Alterações na cor da urina podem indicar problemas de saúde
Alterações na cor da urina podem indicar infecções, problemas renais ou hepáticos. Mudanças persistentes devem ser investigadas, especialmente se acompanhadas de outros sintomas.

Alterações na cor da urina costumam passar despercebidas na rotina, mas podem ser um dos primeiros sinais de que algo não vai bem no organismo. A urina pode variar de um amarelo claro, associado à boa hidratação, até tons escuros, avermelhados ou esbranquiçados, refletindo desde mudanças alimentares até infecções, problemas renais ou doenças hepáticas.
Segundo o infectologista e consultor do Sabin Diagnóstico e Saúde, Marcelo Cordeiro, a cor da urina pode ser um alerta clínico inicial, mas não deve ser interpretada isoladamente. "A urina funciona como um bioindicador, mas nenhuma alteração de cor confirma um diagnóstico de forma isolada. Ela serve como um alerta que pode indicar patologias", explica.

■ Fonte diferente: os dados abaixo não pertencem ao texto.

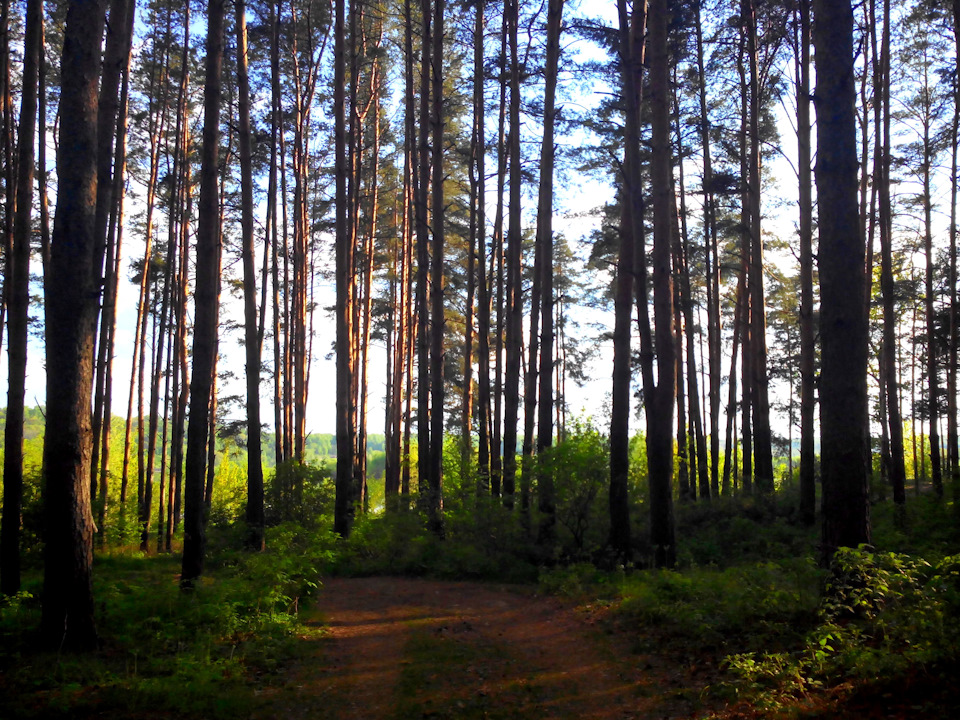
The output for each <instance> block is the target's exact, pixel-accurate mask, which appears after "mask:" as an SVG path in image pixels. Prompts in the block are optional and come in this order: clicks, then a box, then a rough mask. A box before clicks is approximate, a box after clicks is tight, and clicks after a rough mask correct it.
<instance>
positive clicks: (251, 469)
mask: <svg viewBox="0 0 960 720" xmlns="http://www.w3.org/2000/svg"><path fill="white" fill-rule="evenodd" d="M236 13H237V16H236V17H237V19H236V23H237V25H236V32H237V92H238V111H239V112H238V114H239V122H238V131H239V138H238V144H239V148H240V193H241V198H240V213H241V218H240V224H241V233H242V240H241V256H242V261H243V319H244V349H245V350H246V360H247V363H246V370H247V372H246V379H247V508H246V521H247V547H249V548H250V549H251V550H254V551H259V550H263V542H264V537H263V536H264V514H263V513H264V510H263V462H262V451H261V448H260V338H259V332H258V325H257V320H258V317H257V270H256V267H255V265H254V247H253V160H252V147H251V145H252V141H251V132H250V79H249V77H248V74H247V5H246V2H245V0H236Z"/></svg>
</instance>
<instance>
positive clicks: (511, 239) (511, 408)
mask: <svg viewBox="0 0 960 720" xmlns="http://www.w3.org/2000/svg"><path fill="white" fill-rule="evenodd" d="M519 15H520V9H519V0H506V4H505V5H504V22H505V23H506V24H507V31H508V38H507V42H508V45H509V53H510V108H509V114H510V136H509V155H510V200H509V205H508V208H509V209H508V220H507V254H506V262H505V266H506V281H507V283H506V293H507V297H506V306H507V307H506V313H507V323H506V333H505V340H506V353H507V355H506V368H505V378H504V389H503V503H504V505H505V506H506V507H508V508H513V504H514V491H515V486H516V476H517V420H518V415H519V409H520V372H521V371H520V365H521V358H520V355H521V352H520V345H521V343H522V340H523V338H522V333H523V327H522V326H523V286H522V277H521V262H522V254H523V253H522V244H523V238H522V237H521V234H520V232H521V228H520V220H521V217H520V213H521V208H520V189H521V188H520V184H521V172H520V171H521V167H520V58H519V54H518V47H517V46H518V29H517V25H518V24H519Z"/></svg>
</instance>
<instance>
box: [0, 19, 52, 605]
mask: <svg viewBox="0 0 960 720" xmlns="http://www.w3.org/2000/svg"><path fill="white" fill-rule="evenodd" d="M42 32H43V5H42V2H41V0H29V2H28V3H27V25H26V34H25V37H24V49H23V89H22V90H21V95H20V136H19V144H18V147H17V207H16V215H15V217H14V219H13V254H12V255H11V256H10V257H9V259H8V262H7V268H6V272H5V275H6V285H7V286H8V287H7V417H6V423H5V426H4V440H3V447H4V455H3V518H2V521H0V592H2V593H3V594H4V595H15V594H16V593H17V592H19V591H20V514H21V511H22V507H23V415H24V409H23V396H24V386H25V384H26V377H27V315H28V311H29V305H30V235H31V232H30V231H31V229H32V227H31V211H32V209H33V172H34V157H35V155H34V149H33V148H34V139H35V137H36V132H37V83H38V81H39V73H38V65H39V62H40V38H41V33H42Z"/></svg>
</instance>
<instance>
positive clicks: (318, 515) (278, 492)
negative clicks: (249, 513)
mask: <svg viewBox="0 0 960 720" xmlns="http://www.w3.org/2000/svg"><path fill="white" fill-rule="evenodd" d="M334 496H335V488H334V484H333V479H332V476H331V472H330V468H329V466H328V465H327V463H326V462H325V461H324V462H321V463H320V464H319V465H310V464H306V463H298V462H296V461H294V460H289V461H286V462H283V463H281V464H280V465H278V466H277V468H276V470H275V471H274V473H273V475H272V476H269V477H268V478H267V481H266V487H265V503H266V507H265V511H266V519H267V524H268V525H276V524H278V523H282V522H288V521H294V520H295V521H298V522H301V523H307V524H309V525H314V524H316V523H318V522H319V521H320V520H321V518H326V517H327V516H330V515H332V512H333V502H334ZM238 517H239V516H238Z"/></svg>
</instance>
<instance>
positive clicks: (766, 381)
mask: <svg viewBox="0 0 960 720" xmlns="http://www.w3.org/2000/svg"><path fill="white" fill-rule="evenodd" d="M743 10H744V14H745V15H746V17H747V55H748V57H749V60H750V155H749V168H750V172H749V190H748V193H747V197H748V200H749V207H750V225H749V227H750V234H751V238H750V275H749V280H750V322H751V327H750V330H751V333H750V348H751V350H752V352H753V362H752V363H751V367H752V370H753V381H752V383H751V385H752V386H753V387H752V389H753V439H754V443H753V453H754V459H755V467H754V473H755V475H756V484H757V490H759V491H760V492H762V493H767V494H771V493H773V451H772V446H771V435H770V399H769V396H768V393H767V385H768V383H769V379H768V378H767V339H766V324H767V323H766V311H765V308H764V298H763V235H762V233H761V231H760V217H761V216H760V67H759V62H760V61H759V57H758V53H759V51H758V49H757V17H756V4H755V0H744V6H743Z"/></svg>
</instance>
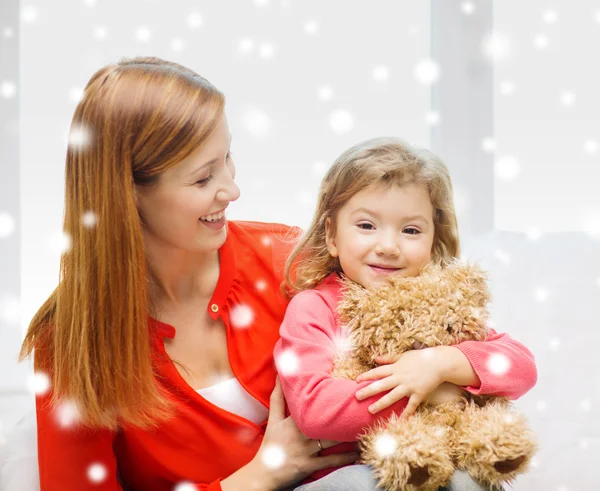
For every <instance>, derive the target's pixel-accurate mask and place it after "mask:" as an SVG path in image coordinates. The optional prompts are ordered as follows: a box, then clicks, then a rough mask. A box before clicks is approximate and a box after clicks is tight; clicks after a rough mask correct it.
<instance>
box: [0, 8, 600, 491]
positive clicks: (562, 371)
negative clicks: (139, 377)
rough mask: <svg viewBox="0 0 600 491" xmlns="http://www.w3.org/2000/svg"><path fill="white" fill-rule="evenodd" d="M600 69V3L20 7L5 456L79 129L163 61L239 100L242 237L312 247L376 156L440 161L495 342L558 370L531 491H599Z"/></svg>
mask: <svg viewBox="0 0 600 491" xmlns="http://www.w3.org/2000/svg"><path fill="white" fill-rule="evenodd" d="M599 47H600V1H599V0H578V1H577V2H573V1H567V0H528V1H527V2H519V1H517V0H502V1H495V2H494V1H491V0H489V1H487V0H478V1H459V0H432V1H424V0H371V1H369V2H359V1H352V2H350V1H347V0H346V1H343V0H318V1H317V0H302V1H301V0H236V1H230V2H223V1H217V0H203V1H191V0H172V1H165V0H128V1H127V2H119V1H117V0H56V1H53V2H45V1H42V0H31V1H21V2H18V1H14V0H2V1H1V3H0V450H2V448H3V447H4V448H6V447H7V445H8V443H9V442H10V440H11V435H13V429H14V428H15V425H16V424H17V423H18V422H19V420H20V419H21V418H22V417H23V415H24V414H26V413H27V411H30V410H31V407H32V406H33V401H34V395H33V391H34V390H35V380H34V379H32V378H31V375H32V374H31V366H30V364H28V363H22V364H20V365H18V364H17V354H18V350H19V347H20V343H21V340H22V337H23V334H24V331H25V330H26V328H27V325H28V323H29V321H30V319H31V317H32V316H33V314H34V313H35V311H36V310H37V309H38V308H39V307H40V305H41V304H42V303H43V301H44V300H45V299H46V298H47V296H48V295H49V294H50V292H51V291H52V290H53V289H54V288H55V286H56V284H57V282H58V266H59V257H60V254H61V251H63V250H64V249H65V247H68V241H66V240H65V237H63V235H62V233H61V228H62V217H63V193H64V182H63V180H64V158H65V152H66V146H67V134H68V129H69V124H70V119H71V117H72V113H73V110H74V108H75V106H76V104H77V102H78V100H79V98H80V97H81V94H82V90H83V87H84V86H85V84H86V82H87V80H88V79H89V78H90V76H91V75H92V74H93V73H94V72H95V71H96V70H97V69H98V68H100V67H101V66H103V65H105V64H108V63H111V62H115V61H117V60H119V59H120V58H122V57H130V56H137V55H151V56H159V57H162V58H165V59H168V60H172V61H176V62H179V63H182V64H184V65H187V66H189V67H190V68H192V69H194V70H195V71H197V72H199V73H200V74H201V75H203V76H204V77H206V78H208V79H209V80H210V81H211V82H212V83H213V84H215V85H216V86H217V87H218V88H219V89H220V90H222V91H223V92H224V93H225V95H226V96H227V101H228V102H227V115H228V119H229V124H230V127H231V130H232V134H233V144H232V151H233V153H234V159H235V162H236V166H237V172H238V177H237V181H238V184H239V185H240V188H241V190H242V197H241V198H240V199H239V200H238V201H237V202H236V203H234V204H233V205H232V206H231V208H230V209H231V212H230V215H229V218H230V219H248V220H260V221H276V222H282V223H287V224H294V225H300V226H302V227H304V226H307V225H308V223H309V221H310V219H311V214H312V211H313V208H314V203H315V196H316V192H317V189H318V185H319V182H320V179H321V178H322V176H323V174H324V172H325V170H326V169H327V168H328V166H329V165H330V164H331V162H332V161H333V160H334V159H335V157H336V156H337V155H338V154H339V153H341V152H342V151H343V150H344V149H345V148H347V147H348V146H350V145H352V144H355V143H357V142H359V141H361V140H364V139H367V138H371V137H374V136H383V135H395V136H400V137H402V138H404V139H405V140H407V141H409V142H411V143H413V144H415V145H417V146H425V147H428V148H431V149H432V150H433V151H434V152H436V153H438V154H439V155H440V156H441V157H442V158H443V159H444V160H445V161H446V162H447V164H448V166H449V167H450V171H451V173H452V175H453V179H454V183H455V187H456V196H455V198H456V206H457V209H458V214H459V224H460V231H461V238H462V242H463V256H464V257H465V258H469V259H474V260H477V261H479V262H480V263H481V264H482V265H483V266H484V267H485V268H486V269H488V270H489V271H490V278H491V288H492V292H493V295H494V301H493V305H492V313H493V317H494V323H495V327H496V329H497V330H499V331H506V332H508V333H510V334H511V335H512V336H513V337H514V338H516V339H518V340H520V341H522V342H523V343H525V344H526V345H527V346H528V347H529V348H530V349H531V350H532V351H533V353H534V354H535V356H536V360H537V363H538V369H539V381H538V384H537V386H536V387H535V388H534V389H533V390H532V391H531V392H529V393H528V394H527V395H526V396H524V397H523V398H522V399H521V400H519V401H518V402H517V405H518V407H519V408H520V409H521V410H522V411H523V412H525V413H526V414H527V416H528V418H529V420H530V422H531V425H532V427H533V428H534V429H535V431H536V432H537V434H538V435H539V439H540V443H541V450H540V452H539V454H538V455H537V457H536V459H535V461H534V463H533V466H532V469H531V471H530V472H529V473H528V474H527V475H525V476H522V477H520V478H519V479H518V480H517V481H516V482H515V483H514V484H513V485H512V489H514V490H518V491H521V490H540V491H541V490H544V491H545V490H556V491H574V490H583V489H595V487H594V485H598V484H600V477H598V473H597V471H596V470H595V466H596V465H597V464H598V462H599V461H600V415H599V408H600V375H599V374H600V361H599V356H598V346H599V345H600V321H599V319H598V314H597V313H596V311H595V310H594V308H595V307H594V305H598V304H599V303H600V258H599V255H600V190H599V188H600V118H599V117H598V115H599V114H600V97H599V96H598V93H597V90H598V87H600V66H599V65H598V57H599V55H600V52H599V51H600V48H599ZM24 491H28V490H24Z"/></svg>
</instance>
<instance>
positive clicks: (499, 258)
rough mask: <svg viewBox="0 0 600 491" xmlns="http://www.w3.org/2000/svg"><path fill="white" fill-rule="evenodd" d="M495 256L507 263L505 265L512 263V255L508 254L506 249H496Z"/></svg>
mask: <svg viewBox="0 0 600 491" xmlns="http://www.w3.org/2000/svg"><path fill="white" fill-rule="evenodd" d="M494 257H495V258H496V259H497V260H498V261H500V262H501V263H503V264H505V265H509V264H510V261H511V259H510V256H509V255H508V253H507V252H506V251H503V250H502V249H496V250H495V251H494Z"/></svg>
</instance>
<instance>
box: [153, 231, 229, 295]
mask: <svg viewBox="0 0 600 491" xmlns="http://www.w3.org/2000/svg"><path fill="white" fill-rule="evenodd" d="M145 249H146V257H147V260H148V267H149V268H150V273H151V275H152V277H153V280H154V281H152V282H151V285H150V291H149V294H150V298H151V300H152V302H153V303H155V304H157V305H179V304H184V303H186V302H188V301H190V300H195V299H198V298H199V297H200V298H210V297H211V296H212V294H213V292H214V290H215V288H216V286H217V282H218V280H219V251H218V250H215V251H210V252H206V253H195V252H189V251H185V250H183V249H176V248H174V247H173V246H171V245H170V244H159V243H156V242H155V241H152V240H147V241H145Z"/></svg>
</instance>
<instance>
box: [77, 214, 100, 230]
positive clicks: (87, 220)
mask: <svg viewBox="0 0 600 491" xmlns="http://www.w3.org/2000/svg"><path fill="white" fill-rule="evenodd" d="M81 223H82V225H83V226H84V227H85V228H94V227H95V226H96V224H97V223H98V217H97V216H96V214H95V213H94V212H93V211H89V210H88V211H86V212H85V213H84V214H83V215H82V216H81Z"/></svg>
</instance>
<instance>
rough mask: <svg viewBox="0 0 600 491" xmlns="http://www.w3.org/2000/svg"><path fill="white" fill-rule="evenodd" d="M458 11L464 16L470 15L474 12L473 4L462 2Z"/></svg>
mask: <svg viewBox="0 0 600 491" xmlns="http://www.w3.org/2000/svg"><path fill="white" fill-rule="evenodd" d="M460 9H461V10H462V11H463V13H464V14H466V15H471V14H472V13H473V12H475V4H474V3H473V2H462V3H461V4H460Z"/></svg>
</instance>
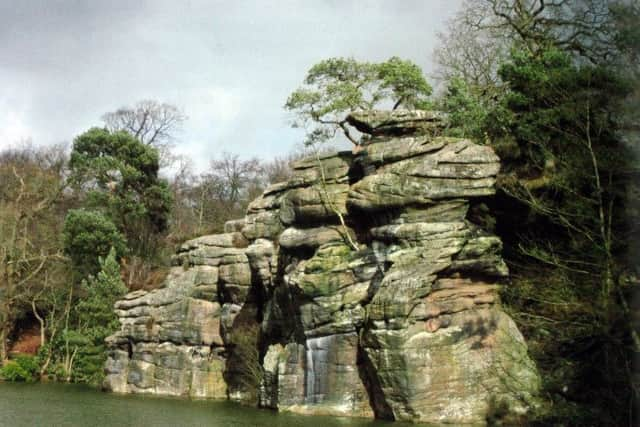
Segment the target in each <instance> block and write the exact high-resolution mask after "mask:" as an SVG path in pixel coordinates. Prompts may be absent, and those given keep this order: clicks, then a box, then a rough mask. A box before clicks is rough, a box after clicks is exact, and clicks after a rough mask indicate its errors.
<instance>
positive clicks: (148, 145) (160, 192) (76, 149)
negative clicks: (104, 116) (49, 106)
mask: <svg viewBox="0 0 640 427" xmlns="http://www.w3.org/2000/svg"><path fill="white" fill-rule="evenodd" d="M69 166H70V168H71V171H72V177H71V178H72V182H74V183H75V184H76V185H77V186H80V187H83V188H85V189H87V190H88V191H87V198H86V207H87V208H88V209H93V210H99V211H101V212H102V213H103V214H104V215H105V216H107V217H108V218H110V219H111V221H113V223H114V224H115V226H116V227H117V229H118V230H119V231H120V232H121V233H122V234H123V235H124V236H125V238H126V240H127V245H128V247H129V248H130V251H131V253H132V254H133V255H135V256H139V257H141V258H144V259H148V258H149V257H150V256H152V255H153V254H154V252H155V247H156V243H157V238H158V236H159V235H161V234H162V233H163V232H164V231H166V230H167V228H168V218H169V213H170V208H171V204H172V198H171V193H170V190H169V187H168V184H167V182H166V181H165V180H163V179H160V178H159V176H158V170H159V156H158V150H157V149H156V148H154V147H151V146H149V145H146V144H144V143H142V142H141V141H139V140H137V139H136V138H135V137H133V136H132V135H130V134H129V133H127V132H124V131H118V132H110V131H108V130H106V129H100V128H92V129H90V130H88V131H87V132H85V133H83V134H82V135H80V136H78V137H77V138H76V139H75V140H74V144H73V150H72V152H71V159H70V162H69ZM116 249H117V248H116Z"/></svg>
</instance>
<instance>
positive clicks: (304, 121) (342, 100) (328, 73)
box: [285, 57, 432, 145]
mask: <svg viewBox="0 0 640 427" xmlns="http://www.w3.org/2000/svg"><path fill="white" fill-rule="evenodd" d="M431 91H432V89H431V86H429V84H428V83H427V81H426V79H425V78H424V75H423V74H422V70H420V67H418V66H417V65H416V64H414V63H412V62H411V61H408V60H402V59H400V58H398V57H392V58H390V59H389V60H387V61H385V62H382V63H371V62H359V61H356V60H355V59H353V58H329V59H325V60H323V61H320V62H319V63H317V64H315V65H314V66H312V67H311V69H310V70H309V72H308V73H307V76H306V78H305V80H304V85H303V86H302V87H300V88H299V89H297V90H295V91H294V92H293V93H292V94H291V95H289V98H288V99H287V102H286V103H285V109H287V110H289V111H292V112H294V113H295V114H296V119H295V121H294V122H293V126H294V127H304V128H305V129H306V130H307V139H306V141H305V143H306V144H308V145H310V144H315V143H318V142H325V141H327V140H330V139H331V138H333V137H334V135H335V133H336V131H337V130H342V131H343V132H344V133H345V135H346V136H347V138H349V139H350V140H351V142H353V143H357V141H356V140H355V139H354V138H353V137H352V136H351V134H350V132H349V130H348V128H347V125H346V120H345V118H346V115H347V114H348V113H349V112H351V111H354V110H369V109H373V108H376V107H380V106H381V105H384V104H385V103H386V104H389V103H391V105H393V106H394V108H397V107H399V106H404V107H406V108H420V107H424V106H425V105H426V101H427V97H428V96H429V95H430V94H431Z"/></svg>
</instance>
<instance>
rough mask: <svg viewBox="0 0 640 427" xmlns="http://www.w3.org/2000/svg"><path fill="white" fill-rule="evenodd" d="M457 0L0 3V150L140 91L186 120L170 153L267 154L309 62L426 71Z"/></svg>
mask: <svg viewBox="0 0 640 427" xmlns="http://www.w3.org/2000/svg"><path fill="white" fill-rule="evenodd" d="M459 6H460V1H459V0H415V1H414V0H325V1H321V0H315V1H311V0H307V1H303V0H297V1H294V0H278V1H275V0H272V1H266V0H264V1H258V0H253V1H238V0H227V1H224V2H223V1H204V0H203V1H186V0H183V1H179V0H167V1H164V0H148V1H134V0H123V1H113V0H111V1H98V0H95V1H90V0H84V1H81V0H39V1H36V0H0V149H2V148H5V147H7V146H11V145H15V144H16V143H17V142H19V141H20V140H23V139H25V138H31V139H32V140H33V143H34V144H37V145H44V144H53V143H59V142H65V141H66V142H70V141H72V140H73V138H74V137H75V136H76V135H78V134H79V133H81V132H83V131H84V130H86V129H88V128H90V127H91V126H95V125H101V121H100V116H101V115H102V114H103V113H104V112H107V111H112V110H115V109H117V108H118V107H121V106H125V105H131V104H133V103H135V102H136V101H138V100H141V99H155V100H158V101H161V102H168V103H172V104H175V105H177V106H178V107H180V108H181V109H182V110H183V111H184V112H185V113H186V114H187V116H188V120H187V122H186V123H185V126H184V130H183V132H182V133H181V134H180V135H179V137H178V144H177V147H176V151H178V152H180V153H183V154H187V155H189V156H190V157H192V158H193V159H194V160H195V162H196V167H197V168H198V169H203V168H205V167H206V164H207V163H208V160H209V159H210V158H213V157H215V156H217V155H219V154H220V153H221V152H222V151H229V152H233V153H238V154H240V155H242V156H243V157H252V156H257V157H261V158H271V157H273V156H277V155H282V154H285V153H287V152H288V151H290V150H291V149H293V148H294V147H295V146H296V144H299V142H300V141H301V140H302V135H301V131H300V130H295V129H291V128H290V127H289V117H288V115H287V114H286V112H285V111H284V110H283V108H282V106H283V104H284V102H285V100H286V98H287V95H288V94H289V93H290V92H291V91H292V90H294V89H295V88H296V87H297V86H299V84H300V83H301V82H302V79H303V78H304V76H305V74H306V71H307V70H308V69H309V67H310V66H311V65H313V64H314V63H316V62H318V61H319V60H322V59H325V58H328V57H333V56H353V57H355V58H356V59H359V60H369V61H381V60H385V59H387V58H389V57H390V56H393V55H397V56H400V57H402V58H406V59H411V60H413V61H414V62H416V63H417V64H419V65H420V66H422V67H423V69H424V70H425V72H426V73H427V74H428V73H429V72H430V71H431V70H432V63H431V56H432V51H433V48H434V47H435V44H436V37H435V35H436V32H437V31H440V30H443V29H444V25H445V23H446V20H447V19H448V18H450V17H451V16H452V14H453V13H455V11H456V9H457V8H458V7H459Z"/></svg>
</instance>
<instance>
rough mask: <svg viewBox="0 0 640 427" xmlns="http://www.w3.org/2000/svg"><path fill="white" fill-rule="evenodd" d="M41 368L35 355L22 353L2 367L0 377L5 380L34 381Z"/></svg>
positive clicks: (1, 368)
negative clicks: (34, 355)
mask: <svg viewBox="0 0 640 427" xmlns="http://www.w3.org/2000/svg"><path fill="white" fill-rule="evenodd" d="M39 368H40V367H39V365H38V360H37V359H36V358H35V357H33V356H27V355H20V356H17V357H16V358H15V359H14V360H11V361H9V362H7V363H6V364H5V365H4V366H3V367H2V368H0V377H2V379H3V380H5V381H13V382H33V381H35V380H36V378H37V374H38V371H39Z"/></svg>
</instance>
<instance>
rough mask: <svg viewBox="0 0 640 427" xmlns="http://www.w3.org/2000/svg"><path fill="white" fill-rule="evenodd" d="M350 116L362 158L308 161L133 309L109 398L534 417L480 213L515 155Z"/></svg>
mask: <svg viewBox="0 0 640 427" xmlns="http://www.w3.org/2000/svg"><path fill="white" fill-rule="evenodd" d="M349 121H350V123H352V124H353V125H354V126H356V127H357V128H358V129H359V130H361V131H363V132H368V133H370V134H371V135H372V137H371V138H370V139H369V140H368V142H367V144H366V145H364V146H363V147H362V150H361V151H359V152H358V153H357V154H355V155H353V154H351V153H349V152H343V153H337V154H335V155H328V156H323V157H320V158H317V159H307V160H304V161H301V162H298V163H297V164H296V165H294V170H295V176H294V178H293V179H292V180H291V181H289V182H286V183H279V184H276V185H273V186H271V187H270V188H268V189H267V190H266V191H265V192H264V194H263V195H262V196H261V197H260V198H259V199H257V200H255V201H254V202H252V203H251V205H250V206H249V209H248V212H247V216H246V217H245V218H244V219H242V220H238V221H231V222H229V223H228V224H227V225H226V227H225V231H227V233H225V234H220V235H213V236H204V237H201V238H199V239H195V240H192V241H189V242H186V243H185V244H184V245H183V246H182V248H181V249H180V250H179V251H178V253H177V255H176V256H175V264H176V267H174V268H173V270H172V272H171V274H170V276H169V277H168V278H167V280H166V282H165V286H164V287H163V288H162V289H159V290H155V291H152V292H148V293H145V292H134V293H131V294H129V295H127V296H126V297H125V298H124V299H123V300H121V301H119V302H118V303H117V304H116V310H117V313H118V315H119V316H120V320H121V323H122V328H121V330H120V331H119V332H118V333H116V334H115V335H114V336H112V337H110V338H109V340H108V342H109V346H110V349H111V350H110V351H111V353H110V357H109V359H108V362H107V366H106V372H107V378H106V382H105V385H106V387H107V388H108V389H111V390H113V391H118V392H134V393H156V394H172V395H185V396H197V397H210V398H232V399H241V400H247V399H251V400H253V401H254V402H257V403H258V404H259V405H261V406H263V407H269V408H274V409H279V410H286V411H294V412H299V413H309V414H336V415H348V416H368V417H374V416H375V417H379V418H387V419H398V420H412V421H423V422H432V423H482V422H483V421H484V420H485V418H486V416H487V415H488V414H489V412H490V411H491V409H492V408H493V407H494V405H500V406H501V407H504V406H505V405H506V407H508V408H509V409H510V410H511V411H514V412H525V411H526V410H527V409H528V407H529V406H530V405H531V404H532V402H533V399H534V397H535V394H536V391H537V389H538V383H539V379H538V376H537V373H536V370H535V366H533V364H532V362H531V360H530V359H529V357H528V356H527V349H526V345H525V343H524V339H523V337H522V335H521V334H520V332H519V331H518V330H517V328H516V326H515V324H514V322H513V321H512V320H511V319H510V318H509V317H508V316H507V315H506V314H505V313H504V312H503V311H502V310H501V309H500V303H499V298H498V289H499V283H500V282H501V280H503V279H504V278H505V277H506V276H507V274H508V271H507V268H506V265H505V264H504V262H503V261H502V258H501V256H500V252H501V242H500V240H499V239H498V238H497V237H495V236H492V235H490V234H489V233H487V232H486V231H485V230H482V229H481V227H480V226H478V225H475V224H473V223H471V222H470V221H469V220H468V219H467V212H468V210H469V206H470V204H471V203H474V202H475V200H476V199H477V198H478V197H486V196H491V195H492V194H493V192H494V180H495V176H496V174H497V172H498V169H499V160H498V158H497V157H496V156H495V154H494V153H493V151H492V150H491V149H490V148H489V147H486V146H479V145H476V144H473V143H472V142H470V141H468V140H464V139H456V138H446V137H441V136H437V134H438V133H439V132H437V130H438V129H440V128H441V127H442V117H441V116H440V115H438V114H435V113H430V112H416V111H414V112H406V111H405V112H393V113H390V112H368V113H358V114H353V115H352V116H351V117H349ZM340 217H342V219H343V220H344V222H345V223H346V226H343V225H342V224H341V221H340V219H341V218H340Z"/></svg>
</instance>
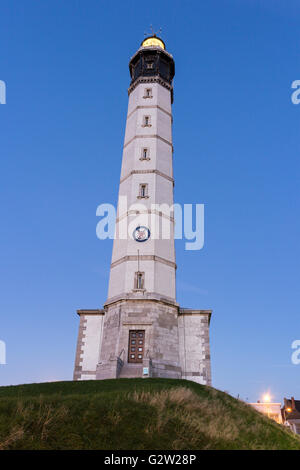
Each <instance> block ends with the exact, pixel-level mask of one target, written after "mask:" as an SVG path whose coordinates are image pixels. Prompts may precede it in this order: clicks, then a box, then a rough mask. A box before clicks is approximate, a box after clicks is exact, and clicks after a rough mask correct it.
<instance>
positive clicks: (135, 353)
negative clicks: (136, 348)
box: [128, 330, 145, 362]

Entre as mudanças que mais chamam atenção está a urina muito escura, semelhante à de chá preto, que pode indicar presença de pigmentos biliares (colúria), relacionada a alterações no fígado ou nas vias biliares, como hepatites infecciosas ou obstruções. Urina escura com aspecto de vinho pode indicar mioglobinúria, quadro que ocorre quando há lesão muscular grave e proteínas do músculo passam a circular no sangue até serem filtradas pelos rins, situação desencadeada por traumas, exercícios físicos extremos ou algumas infecções sistêmicas.
Mudanças na aparência da urina também podem indicar infecções. Urina turva ou com aspecto esbranquiçado pode sinalizar a presença de pus, sugerindo infecção bacteriana. Urina avermelhada pode indicar hematúria, ou seja, presença de sangue, associada a infecção urinária, cálculos ou doenças renais. Problemas urinários são comuns: estudos apontam que a infecção do trato urinário é responsável por 7 milhões de idas ao consultório e 1 milhão de atendimentos em serviços de urgência anualmente. A condição é mais frequente em mulheres, com cerca de 80% apresentando ao menos um episódio ao longo da vida, em grande parte devido a fatores anatômicos.
O diagnóstico depende de exames laboratoriais, sendo o primeiro passo a análise da urina tipo 1 (EAS), que permite visualizar células, bactérias ou substâncias anormais. Quando há suspeita clínica associada à cor da urina, o médico pode solicitar o exame de urocultura, considerado o principal meio para identificação do agente causador da infecção. Diversos fatores podem alterar temporariamente a cor da urina, como desidratação, alimentos (exemplo: beterraba) ou uso de vitaminas e analgésicos. Caso a cor não normalize após hidratação adequada ou suspensão de alimentos e medicamentos, é necessário investigar. Mudança na cor acompanhada de sintomas como febre, calafrios, dor lombar ou ardência ao urinar exige avaliação médica imediata.